In recent years, increased production of biofuel from edible grain (for example, corn, potato, and sugar cane) has led to high food prices, and it is thus urgently necessary to produce ethanol from non-edible carbon source soft biomass (for example, rice straw, wheat straw, bagasse, rice husk, cotton, bamboo, paper, corn stover, or other wastes).
It has been proposed that an acid treatment or a supercritical treatment is made on biomass containing cellulose or hemicellulose to prepare from the source material glucose which microorganisms can utilize for fermentation.
Conventional methods for producing glucose from a cellulose-based material include acid saccharification methods and enzyme saccharification methods. Regarding acid saccharification methods, it has been known a dilute acid saccharification method for saccharifying a cellulose-based material with a dilute acid at high temperatures (200° C. or greater) as well as a method of saccharifying a cellulose-based material with concentrated sulfuric acid or the like. However, in either method, a cellulose-based material is hydrolysed under severe conditions, which results in a degraded product, glucose, from the cellulose-based material and a subsequent secondary reaction of degrading the glucose. Thus, yield of saccharification is as poor as about 50%, and the product of the reaction of degrading the glucose needs to be removed from the saccharified solution. There are some problems in use of the saccharified solution without removal of the product of the reaction of degrading the glucose, as a carbon source for fermentation.
Meanwhile, the enzyme saccharification method allows the saccharification of a cellulosic material under mild conditions, which results in a lower rate of reaction for saccharification, and thus it is problematic in that it takes a longer period of time for sufficient saccharification. In addition, it is problematic also in higher enzyme costs since the method requires larger amounts of enzyme for sufficient saccharification due to the lower titer of commercially available enzymes for use in saccharification.
An attempt has been made to modify microorganisms which originally cannot utilize the principal components, such as cellulose and hemicellulose, of soft biomass for fermentation, using bioengineering techniques to attain direct ethanol fermentation from the non-edible carbon sources. As such bioengineering techniques, cell surface-displaying techniques are suitably used. For example, yeasts that display on the surface a group of cellulolytic enzymes have been created by cell surface-displaying techniques (Patent Documents 1 and 2). Although the yeast Saccharomyces cerevisiae cannot metabolize xylose, Saccharomyces cerevisiae that displays on the cell surface xylan-degrading enzymes xylanase 2 (XYNII) from Trichoderma reesei and β-xylosidase (XylA) from Aspergillus oryzae and that expresses a xylose reductase (XR) gene and a xylitol dehydrogenase (XDH) gene (both from Pichia stipitis) and a xylulokinase (XK) gene (from Saccharomyces cerevisiae) has been created, and attempted to produce ethanol from xylan in birch trees (Non-Patent Document 1).
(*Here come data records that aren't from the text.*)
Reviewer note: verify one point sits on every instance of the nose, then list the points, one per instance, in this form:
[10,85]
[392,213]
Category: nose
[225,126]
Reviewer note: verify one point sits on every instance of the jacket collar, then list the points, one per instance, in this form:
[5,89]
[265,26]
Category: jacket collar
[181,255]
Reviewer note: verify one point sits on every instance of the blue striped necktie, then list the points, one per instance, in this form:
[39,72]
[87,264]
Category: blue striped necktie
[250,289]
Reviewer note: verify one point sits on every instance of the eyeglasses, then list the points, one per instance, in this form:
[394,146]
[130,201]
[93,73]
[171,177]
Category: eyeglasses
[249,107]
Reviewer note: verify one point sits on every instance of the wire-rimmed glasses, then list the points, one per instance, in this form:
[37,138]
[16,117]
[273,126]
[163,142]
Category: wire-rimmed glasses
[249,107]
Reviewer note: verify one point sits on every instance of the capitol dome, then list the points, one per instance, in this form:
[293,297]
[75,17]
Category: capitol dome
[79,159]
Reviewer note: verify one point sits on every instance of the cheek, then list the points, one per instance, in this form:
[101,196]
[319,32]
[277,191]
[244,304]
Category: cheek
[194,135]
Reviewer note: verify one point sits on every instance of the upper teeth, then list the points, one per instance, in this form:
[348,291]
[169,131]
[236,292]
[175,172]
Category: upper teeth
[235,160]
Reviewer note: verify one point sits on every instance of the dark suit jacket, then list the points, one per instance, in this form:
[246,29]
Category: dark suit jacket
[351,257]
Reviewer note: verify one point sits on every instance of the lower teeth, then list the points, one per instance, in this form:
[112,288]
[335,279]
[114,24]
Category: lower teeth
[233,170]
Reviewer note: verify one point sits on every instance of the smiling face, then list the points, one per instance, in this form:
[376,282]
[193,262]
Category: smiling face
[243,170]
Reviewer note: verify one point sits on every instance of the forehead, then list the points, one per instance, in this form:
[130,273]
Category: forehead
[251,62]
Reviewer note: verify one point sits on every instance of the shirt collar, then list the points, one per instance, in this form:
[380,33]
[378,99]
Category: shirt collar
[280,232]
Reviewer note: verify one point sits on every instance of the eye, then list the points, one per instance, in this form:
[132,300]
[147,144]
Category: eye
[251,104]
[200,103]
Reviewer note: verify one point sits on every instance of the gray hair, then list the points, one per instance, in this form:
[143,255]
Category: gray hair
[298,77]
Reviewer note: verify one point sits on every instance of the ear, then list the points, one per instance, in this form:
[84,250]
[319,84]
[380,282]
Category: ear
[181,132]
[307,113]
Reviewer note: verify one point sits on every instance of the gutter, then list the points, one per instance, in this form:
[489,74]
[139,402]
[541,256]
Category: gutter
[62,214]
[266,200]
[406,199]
However, further research is required in view of industrial usefulness. The biomass of cellulose has a crystalline portion and a noncrystalline portion. The enzymatic hydrolytic reaction is easier on the noncrystalline portion than on the crystalline portion. It is thought that the rate of hydrolysis is lower on the crystalline portion which has rigid intramolecular and intermolecular hydrogen bonds. It is important to more efficiently carry out the hydrolysis of cellulose which has such a complex configuration.